I'm reading Landau's Book.
He tries to conclude the law of inertia from the Lagrange equations.
For that, he argues (by nice suppositions about space and time), that the lagrangian must depend only on the velocity. More specifically, only on the square of the velocity.
The point is, since the lagrange equations is:
$$\nabla_x L+(\nabla_{\dot{x}}L)' \equiv 0$$
He gets that $(\nabla_{\dot{x}}L)'\equiv 0$, which implies $\nabla_{\dot{x}}L=constant$ (in time, along the trajectory).
Now here is my problem: he concludes that $\dot{x}$ is constant. How? He doesn't know anything about $L$, besides the "symmetry" properties. For instance, $L\equiv 0 $ satisfies all of the properties required from such $L$, and we would not be able to infer that $\dot{x}$ is constant. In fact, any curve would be extremal with respect to the action.

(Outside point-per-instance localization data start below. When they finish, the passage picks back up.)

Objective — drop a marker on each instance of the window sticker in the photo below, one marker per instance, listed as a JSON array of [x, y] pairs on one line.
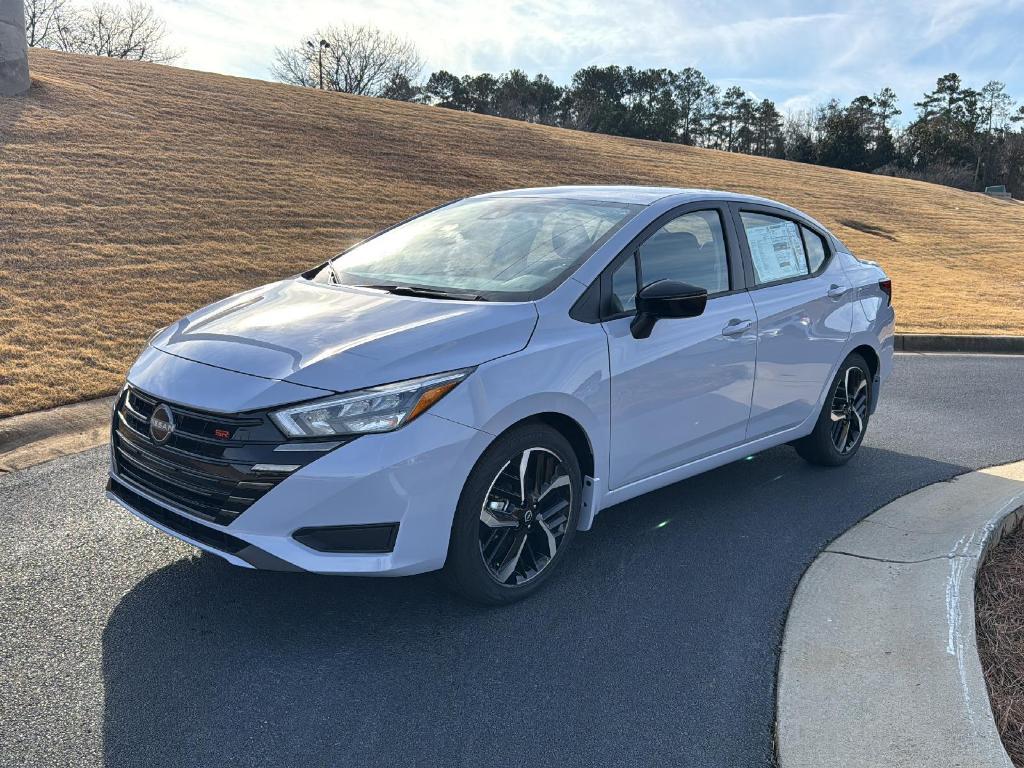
[[776, 251]]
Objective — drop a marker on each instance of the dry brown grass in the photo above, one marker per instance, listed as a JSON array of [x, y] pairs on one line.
[[999, 619], [131, 194]]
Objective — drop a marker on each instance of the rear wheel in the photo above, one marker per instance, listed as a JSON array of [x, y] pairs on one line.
[[516, 515], [843, 420]]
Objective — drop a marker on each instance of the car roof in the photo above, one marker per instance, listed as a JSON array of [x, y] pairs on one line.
[[647, 196], [626, 194]]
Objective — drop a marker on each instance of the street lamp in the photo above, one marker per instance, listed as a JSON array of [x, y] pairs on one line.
[[324, 45]]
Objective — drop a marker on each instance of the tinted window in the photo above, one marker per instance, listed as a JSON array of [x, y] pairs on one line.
[[775, 247], [815, 249], [624, 288], [689, 249], [498, 247]]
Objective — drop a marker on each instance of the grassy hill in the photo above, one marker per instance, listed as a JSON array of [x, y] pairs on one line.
[[131, 194]]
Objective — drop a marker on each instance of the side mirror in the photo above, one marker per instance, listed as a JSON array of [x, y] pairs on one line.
[[666, 299]]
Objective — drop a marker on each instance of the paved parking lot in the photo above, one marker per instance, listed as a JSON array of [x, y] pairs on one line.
[[655, 644]]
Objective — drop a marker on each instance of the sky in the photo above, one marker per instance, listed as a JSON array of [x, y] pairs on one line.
[[796, 53]]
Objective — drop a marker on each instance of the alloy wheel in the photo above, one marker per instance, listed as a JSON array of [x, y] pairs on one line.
[[849, 410], [524, 516]]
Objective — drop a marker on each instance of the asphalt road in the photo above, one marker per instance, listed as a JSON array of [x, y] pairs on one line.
[[656, 644]]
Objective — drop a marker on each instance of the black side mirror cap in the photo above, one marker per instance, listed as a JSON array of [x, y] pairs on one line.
[[666, 299]]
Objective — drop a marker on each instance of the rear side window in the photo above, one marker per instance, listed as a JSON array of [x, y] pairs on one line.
[[776, 249], [816, 250]]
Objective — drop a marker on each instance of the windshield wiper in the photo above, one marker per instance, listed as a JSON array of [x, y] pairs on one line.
[[427, 293]]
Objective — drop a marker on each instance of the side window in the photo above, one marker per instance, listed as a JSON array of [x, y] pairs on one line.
[[689, 249], [775, 247], [816, 251], [624, 288]]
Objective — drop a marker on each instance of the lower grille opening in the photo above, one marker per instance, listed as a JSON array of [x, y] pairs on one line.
[[178, 523]]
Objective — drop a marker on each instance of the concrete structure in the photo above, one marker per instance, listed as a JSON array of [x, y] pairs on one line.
[[13, 49], [880, 668]]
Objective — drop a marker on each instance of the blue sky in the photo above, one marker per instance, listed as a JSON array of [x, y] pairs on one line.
[[796, 53]]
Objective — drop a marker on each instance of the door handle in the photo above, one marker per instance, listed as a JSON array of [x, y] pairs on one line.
[[736, 327]]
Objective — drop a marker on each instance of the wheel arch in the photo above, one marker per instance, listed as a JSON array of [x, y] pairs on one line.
[[870, 356]]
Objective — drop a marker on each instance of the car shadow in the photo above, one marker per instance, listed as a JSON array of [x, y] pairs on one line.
[[655, 643]]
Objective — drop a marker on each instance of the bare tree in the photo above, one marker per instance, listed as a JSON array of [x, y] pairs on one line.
[[42, 17], [350, 58], [102, 29]]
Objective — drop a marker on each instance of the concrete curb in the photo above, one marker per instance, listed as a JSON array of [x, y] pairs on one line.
[[33, 438], [880, 665], [962, 344]]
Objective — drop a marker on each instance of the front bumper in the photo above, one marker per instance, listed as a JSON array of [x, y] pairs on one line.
[[412, 477]]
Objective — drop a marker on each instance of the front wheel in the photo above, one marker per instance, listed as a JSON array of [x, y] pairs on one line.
[[843, 420], [516, 516]]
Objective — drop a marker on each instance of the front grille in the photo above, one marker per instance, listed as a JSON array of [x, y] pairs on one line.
[[205, 467], [210, 537]]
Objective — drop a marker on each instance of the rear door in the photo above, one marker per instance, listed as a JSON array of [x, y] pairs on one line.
[[804, 306], [685, 391]]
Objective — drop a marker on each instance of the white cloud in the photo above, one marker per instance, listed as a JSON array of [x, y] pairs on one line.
[[775, 48]]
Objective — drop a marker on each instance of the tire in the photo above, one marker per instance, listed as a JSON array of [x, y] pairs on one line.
[[843, 422], [495, 526]]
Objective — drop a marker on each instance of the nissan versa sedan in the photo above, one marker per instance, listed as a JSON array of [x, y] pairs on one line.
[[466, 390]]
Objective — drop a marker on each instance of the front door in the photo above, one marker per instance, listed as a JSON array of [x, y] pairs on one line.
[[685, 391]]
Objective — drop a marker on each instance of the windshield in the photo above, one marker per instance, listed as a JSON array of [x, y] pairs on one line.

What is his reasoning, then?
I am afraid that the next section depends on the assumption that $v=\text{const}$ for a free particle. I just found this question:
http://physics.stackexchange.com/questions/23098/deriving-the-lagrangian-for-a-free-particle
which is similar to mine (and even includes other doubts I was going to ask). The answer seems to respond it, but since I don't know Noether's Theorem and the other tools involved in that answer, I'll refrain from this matter for some time.
I'm accepting your answer, since you answered my question. Thank you again.